Inspiré par des initiatives comme la sécurité sociale de l’alimentation, ce marché a été lancé en mars 2024 et offre trois types de tarifs, matérialisés par des billes de couleur. La bille bleue garantit un prix juste pour le producteur, la jaune propose un prix solidaire inférieur de 10 à 20 % au prix de base, et la bille verte encourage un tarif un peu plus élevé, équivalant à 10-20 % de plus, destiné à soutenir la caisse mutuelle.
Claire, l'une des clientes, opte pour la bille verte, contribuant ainsi à la durabilité du modèle. Elle explique : « Quand je peux, je mets plus, et quand j'ai des économies à faire, je mets moins. C’est une manière de soutenir le maraîchage local. » Corinne, également participante, remarque que même avec le prix le plus élevé, les produits sont bien plus abordables que ceux des grandes surfaces. Ce sentiment d’encouragement à consommer des produits sains et locaux est partagé par de nombreuses personnes.
Une initiative solidaire qui mise sur l'honnêteté
Camille, la boulangère, souligne que le système fonctionne uniquement si les apports des clients équilibrent les compensations entre les producteurs.
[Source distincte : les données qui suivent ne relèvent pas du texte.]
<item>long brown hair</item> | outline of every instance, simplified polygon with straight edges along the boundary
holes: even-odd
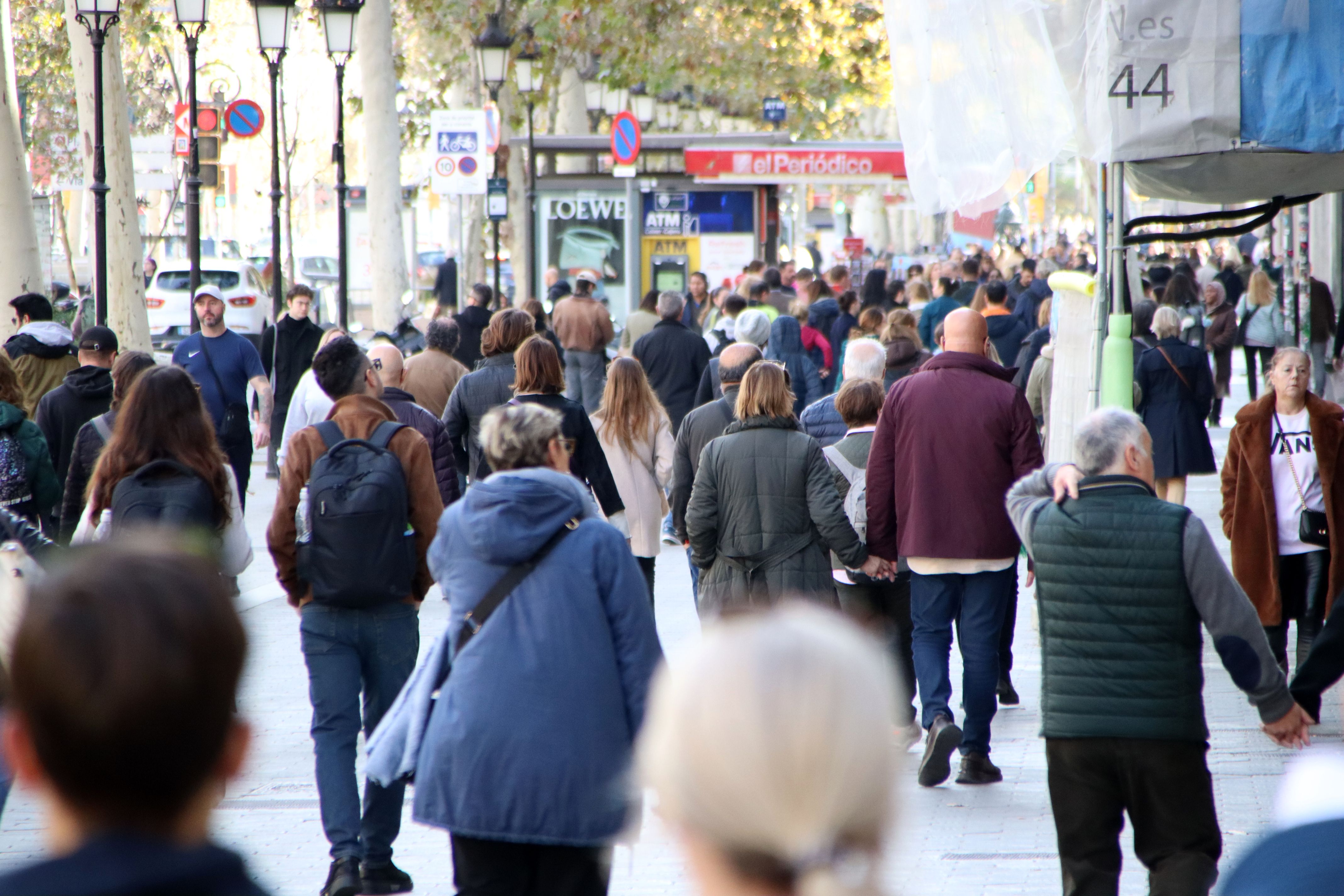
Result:
[[[564,391],[564,368],[550,340],[534,336],[513,352],[513,391],[519,395],[559,395]]]
[[[495,312],[481,333],[481,357],[512,355],[524,340],[536,333],[536,318],[521,308]]]
[[[124,478],[151,461],[177,461],[210,484],[215,520],[228,523],[228,459],[215,441],[215,427],[180,367],[155,367],[136,377],[112,430],[108,446],[89,477],[93,517],[112,506],[112,492]]]
[[[19,373],[13,369],[13,361],[7,352],[0,352],[0,402],[9,402],[20,411],[23,410],[23,387],[19,386]]]
[[[849,329],[849,339],[863,339],[864,336],[876,336],[878,330],[882,329],[882,309],[880,308],[866,308],[859,313],[859,325]]]
[[[745,420],[749,416],[794,419],[793,392],[789,391],[786,376],[784,367],[773,361],[753,364],[742,377],[742,391],[738,392],[735,408],[738,419]]]
[[[618,357],[606,372],[602,407],[593,414],[597,430],[626,451],[634,453],[634,443],[649,439],[660,418],[668,412],[659,402],[644,375],[644,365],[633,357]]]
Par exemple, elle a récemment vendu son pain à 33 clients : douze ont opté pour un prix plus élevé, tandis que trois ont choisi le tarif inférieur. Elle reverse chaque mois une part des recettes à la caisse mutuelle, « permettant à tous les producteurs de bénéficier d’un revenu stable », explique-t-elle.
Pour Michaël Lafrance, maraîcher et instigateur de cette initiative, « il s'agit d'un moyen de solidarité, soutenu par la communauté. Pourtant, il est crucial de générer suffisamment de contributions pour maintenir ce modèle viable ». Cependant, un défi persiste : les achats à prix réduits dépassent ceux à tarif solidaire, ce qui pourrait compromettre l'équilibre financier de l'initiative, observe Martine Lacour, active au Tiers-Lieu.
Pour certains, le choix de la bille peut sembler source de gêne. Nelly, qui opte pour un tarif réduit, confie : « J'hésite parfois à faire ce choix, craignant le regard des autres. » D'autres, comme Murielle et Philippe, apprécient la flexibilité d'un système qui leur permet d'ajuster leur contribution en fonction de leurs finances du mois. « Changer de tarif d'une semaine à l'autre selon ses moyens, c'est libérateur », déclare Philippe.
Ce modèle de marché, en promouvant l’honnêteté et la solidarité, pourrait devenir un exemple à suivre dans d'autres régions, selon plusieurs experts en économie sociale. Au-delà de l’assistance, il prône une dynamique communautaire favorisant le lien social et l'accès à des produits de qualité, comme l'indiquent plusieurs articles de Le Monde et de France Info.
Grandes surfaces et produits industriels prennent ainsi un coup de vieux face à l’engouement croissant pour des circuits courts, où la vente se fait sous le signe de la communauté. À Bergerac, cette initiative pourrait bien marquer un tournant dans les habitudes de consommation.